I blinked. I’d been curious about this for ages but he’d kept putting me off. I wondered if seeing him do that had been some kind of condition in the geas. It must have been, or he wouldn’t be telling me this. “So you’re finally going to tell me how to reach B-rank?”
“Yes, but you can’t try to do it.” He warned. “There’s a reason B-rank is so high up. Trying too soon is dangerous. To reach B-rank, you need to condense your Solid Path inside your soul to create a Chronicle. It’s a book that you use to record a hundred of your most important deeds. Your soul is needed to fill in pages, as you saw, which means it has to be formed inside you.”
I raised a brow at that. “But yours wasn’t?” I asked cautiously. “And why record them at all? What does a Chronicle do?”
“Short answer? It’s a method to control recursion.” He said with a shrug. “By carefully selecting your deeds you can shape the way outside perception changes you. It allows you to more closely align your stats and the renown that shapes them with your soul in preparation for S-rank.”
That sounded amazing, and I was so tempted to try to form one, but he’d just told me how dangerous it was so I just focused on what I’d seen. “You said it’s in your soul. So how was yours outside? And what did you do with it that was so dangerous?”
“I’ve been at the peak of B-rank stat wise for a while.” He admitted. “And at ninety nine of one hundred pages Chronicled. But the legends you write in a chronicle have to be true. If they’re not the book destabilizes and shatters, and since a Solid Path is part of your soul…”

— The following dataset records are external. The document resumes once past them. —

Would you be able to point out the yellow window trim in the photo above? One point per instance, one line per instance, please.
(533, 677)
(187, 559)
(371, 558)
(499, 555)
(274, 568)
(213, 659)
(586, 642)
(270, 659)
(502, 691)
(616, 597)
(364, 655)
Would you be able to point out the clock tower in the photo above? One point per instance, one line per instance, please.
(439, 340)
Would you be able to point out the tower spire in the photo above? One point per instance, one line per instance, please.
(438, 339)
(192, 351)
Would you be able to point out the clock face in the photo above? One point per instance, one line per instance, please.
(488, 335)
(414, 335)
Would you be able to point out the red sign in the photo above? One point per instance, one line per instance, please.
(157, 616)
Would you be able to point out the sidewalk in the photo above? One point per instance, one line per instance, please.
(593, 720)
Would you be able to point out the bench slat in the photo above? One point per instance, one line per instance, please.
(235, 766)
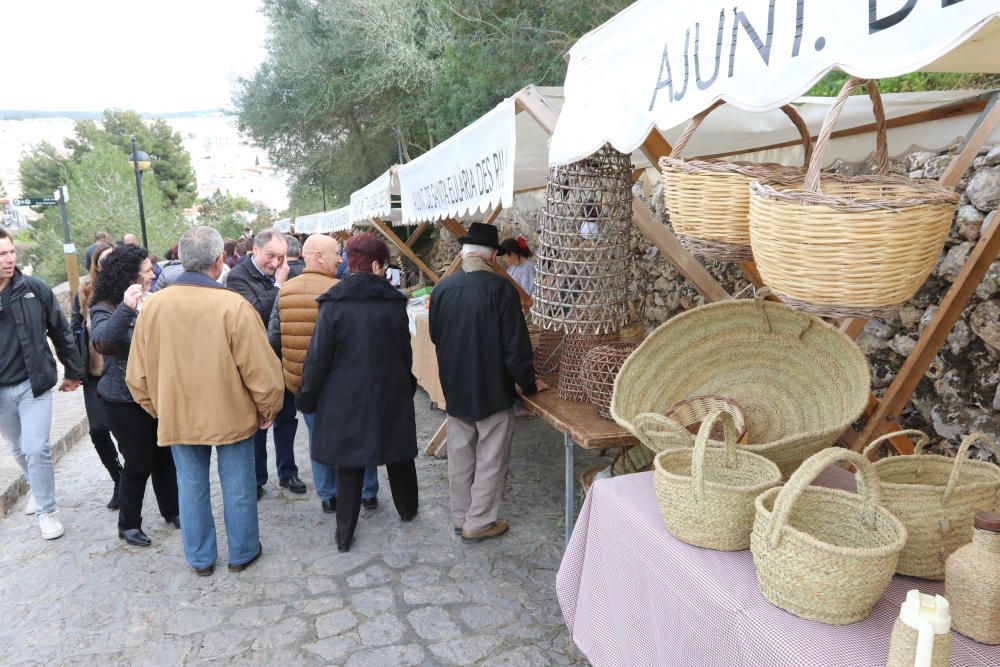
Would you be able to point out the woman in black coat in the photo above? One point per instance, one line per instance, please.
(357, 381)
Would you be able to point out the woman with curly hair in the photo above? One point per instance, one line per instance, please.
(121, 286)
(93, 363)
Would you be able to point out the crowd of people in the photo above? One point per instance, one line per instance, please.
(228, 340)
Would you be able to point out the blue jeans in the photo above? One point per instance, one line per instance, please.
(25, 422)
(325, 477)
(239, 499)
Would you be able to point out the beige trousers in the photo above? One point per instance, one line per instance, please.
(478, 454)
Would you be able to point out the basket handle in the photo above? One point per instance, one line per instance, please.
(701, 445)
(647, 424)
(962, 456)
(881, 142)
(866, 476)
(922, 440)
(788, 110)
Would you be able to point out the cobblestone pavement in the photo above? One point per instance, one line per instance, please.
(406, 594)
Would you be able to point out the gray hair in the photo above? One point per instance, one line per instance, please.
(294, 247)
(267, 236)
(199, 248)
(479, 250)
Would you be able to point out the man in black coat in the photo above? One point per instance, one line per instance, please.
(483, 349)
(30, 313)
(258, 280)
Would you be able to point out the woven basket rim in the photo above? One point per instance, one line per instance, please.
(884, 550)
(717, 452)
(700, 311)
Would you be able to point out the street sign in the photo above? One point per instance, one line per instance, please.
(35, 201)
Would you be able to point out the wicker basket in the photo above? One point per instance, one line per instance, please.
(600, 368)
(800, 381)
(936, 498)
(707, 494)
(825, 554)
(709, 200)
(857, 246)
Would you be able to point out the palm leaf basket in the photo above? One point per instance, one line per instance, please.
(855, 246)
(800, 381)
(709, 200)
(707, 494)
(826, 554)
(936, 498)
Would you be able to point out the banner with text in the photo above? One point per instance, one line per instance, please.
(472, 172)
(660, 62)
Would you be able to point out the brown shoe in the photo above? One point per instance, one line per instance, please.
(495, 529)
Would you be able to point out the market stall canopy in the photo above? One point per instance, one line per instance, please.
(660, 62)
(378, 199)
(325, 222)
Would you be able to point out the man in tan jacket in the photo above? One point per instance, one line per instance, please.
(199, 363)
(290, 329)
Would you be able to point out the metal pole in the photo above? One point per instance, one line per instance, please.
(138, 190)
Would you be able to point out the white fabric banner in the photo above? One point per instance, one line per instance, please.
(660, 62)
(372, 201)
(472, 172)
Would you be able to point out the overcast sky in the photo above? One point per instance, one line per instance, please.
(78, 55)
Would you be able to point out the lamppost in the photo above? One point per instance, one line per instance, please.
(139, 161)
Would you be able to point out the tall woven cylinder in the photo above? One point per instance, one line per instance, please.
(582, 272)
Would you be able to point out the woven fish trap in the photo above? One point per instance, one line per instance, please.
(582, 269)
(707, 494)
(599, 370)
(573, 385)
(825, 554)
(936, 498)
(800, 381)
(857, 246)
(708, 200)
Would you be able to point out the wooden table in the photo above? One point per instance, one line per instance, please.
(580, 425)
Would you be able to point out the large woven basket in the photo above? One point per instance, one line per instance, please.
(825, 554)
(936, 498)
(849, 246)
(800, 381)
(707, 494)
(709, 200)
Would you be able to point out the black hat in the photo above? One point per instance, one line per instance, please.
(484, 235)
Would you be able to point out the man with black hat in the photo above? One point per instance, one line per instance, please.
(483, 349)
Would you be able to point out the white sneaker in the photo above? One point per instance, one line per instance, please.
(50, 526)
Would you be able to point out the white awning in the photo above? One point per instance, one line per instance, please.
(375, 200)
(660, 62)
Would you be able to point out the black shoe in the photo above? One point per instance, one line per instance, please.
(243, 566)
(113, 503)
(293, 484)
(135, 537)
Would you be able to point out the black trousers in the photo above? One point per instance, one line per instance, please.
(402, 483)
(135, 431)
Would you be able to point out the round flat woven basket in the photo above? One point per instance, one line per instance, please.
(825, 554)
(707, 494)
(709, 200)
(599, 370)
(800, 381)
(856, 246)
(936, 498)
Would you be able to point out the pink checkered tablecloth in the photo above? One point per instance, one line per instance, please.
(631, 594)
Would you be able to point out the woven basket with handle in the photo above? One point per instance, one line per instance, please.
(706, 494)
(826, 554)
(936, 498)
(856, 246)
(709, 200)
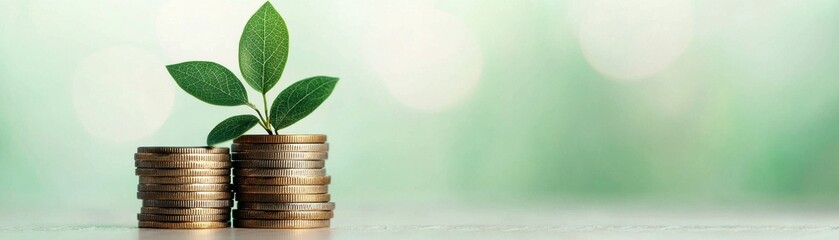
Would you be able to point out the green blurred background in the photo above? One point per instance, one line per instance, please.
(459, 100)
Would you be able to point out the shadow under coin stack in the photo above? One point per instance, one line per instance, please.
(184, 187)
(280, 182)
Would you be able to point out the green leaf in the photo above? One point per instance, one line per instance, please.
(263, 48)
(300, 99)
(209, 82)
(231, 128)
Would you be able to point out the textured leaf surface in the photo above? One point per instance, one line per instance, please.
(231, 128)
(209, 82)
(263, 48)
(300, 99)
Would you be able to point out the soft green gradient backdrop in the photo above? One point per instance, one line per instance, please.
(747, 111)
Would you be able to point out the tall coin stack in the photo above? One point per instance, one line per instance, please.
(184, 187)
(280, 182)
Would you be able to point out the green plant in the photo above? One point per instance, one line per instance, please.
(263, 51)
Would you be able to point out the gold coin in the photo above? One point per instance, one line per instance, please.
(280, 224)
(317, 180)
(184, 211)
(185, 195)
(294, 189)
(183, 218)
(281, 215)
(286, 147)
(287, 206)
(281, 156)
(181, 164)
(182, 157)
(185, 180)
(183, 150)
(268, 172)
(293, 138)
(188, 203)
(283, 164)
(183, 225)
(285, 198)
(156, 172)
(183, 187)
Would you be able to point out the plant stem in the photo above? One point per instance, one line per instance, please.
(267, 114)
(261, 119)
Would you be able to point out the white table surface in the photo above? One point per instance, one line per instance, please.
(465, 222)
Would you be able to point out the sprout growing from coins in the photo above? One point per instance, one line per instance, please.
(263, 51)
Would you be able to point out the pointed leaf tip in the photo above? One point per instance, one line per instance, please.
(300, 99)
(231, 128)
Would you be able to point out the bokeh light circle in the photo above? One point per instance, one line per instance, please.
(631, 40)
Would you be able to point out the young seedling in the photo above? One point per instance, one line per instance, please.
(263, 51)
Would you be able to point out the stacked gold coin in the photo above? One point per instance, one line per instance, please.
(184, 187)
(280, 182)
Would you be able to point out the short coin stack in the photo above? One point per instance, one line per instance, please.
(280, 182)
(184, 187)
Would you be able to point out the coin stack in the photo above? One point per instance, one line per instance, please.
(184, 187)
(280, 182)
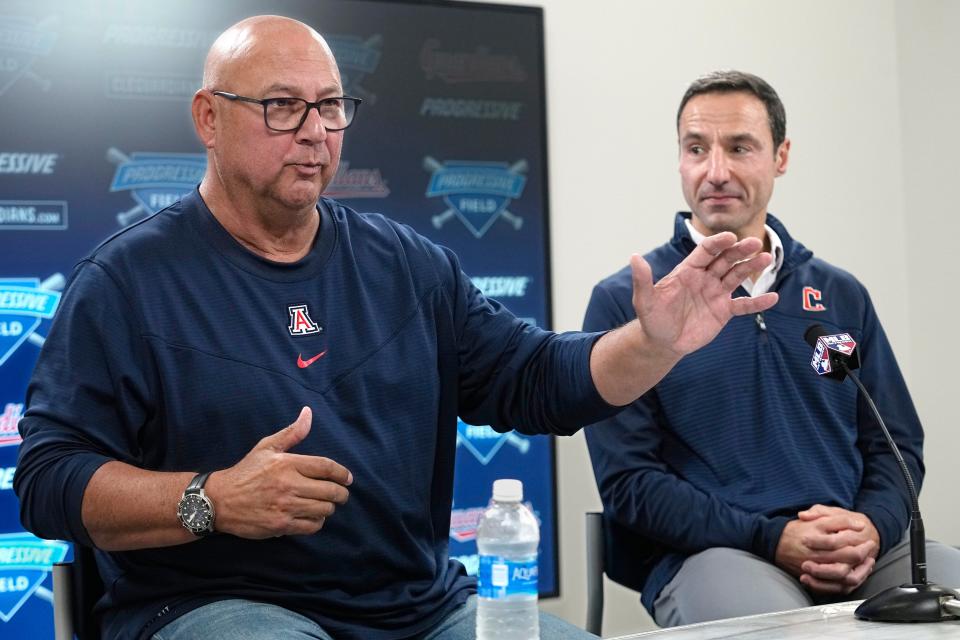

I nodded. “You die.” I said hollowly. “That’s what he meant about doing it early. You gambled your advancement to A-rank when you did that. If you hadn’t killed him you’d have failed and died.” My tone was flat and angry, and I glared at him, willing to hear how pissed I was he’d taken that risk.
“I did.” He said unapologetically. “And would again. If I hadn’t done that I would have died. You would have died.”
I growled in frustration. “Ok, well what about now? Your Chronicle is filled in and you’re an A-ranker, so what do you do next? How do you continue to…what was it you said? Align your renown more closely with your soul in preparation for S-rank?”
“That’s none of your concern.” He stated bluntly. “I’ve already told you more than you needed to know. We’re done.” He stood up, and I was confused. Why even bother to tell me this? Why not just blow me off if he was only going to answer a handful of questions. He headed for the exit, but before he got halfway he stopped.
As if stating an afterthought, he tossed one last comment over his shoulder. “Oh, by the way. Forming a Chronicle isn’t something just anyone can do. The more perfected the Skill your Solid Path is based on the better your chances of managing.” He stopped talking, teeth snapping shut so loudly I heard it from where I was sitting.
He strode forward stiffly, looking like he was in pain, and I stared after him in shock. The geas, he’d tripped the geas. And judging by this whole conversation he’d done it on purpose, using the farce of answering my questions to slip me extra info.
Sighing, I shot a sad smile after my uncle as Callie put her arm around me. I was so glad he was safe, and he was still doing his best to help me even after all that. The old man might not say it much, but he showed how much he loved me every day. I was damned lucky to have him in my family. Someday I was going to pay him back for all this. I swore it to myself.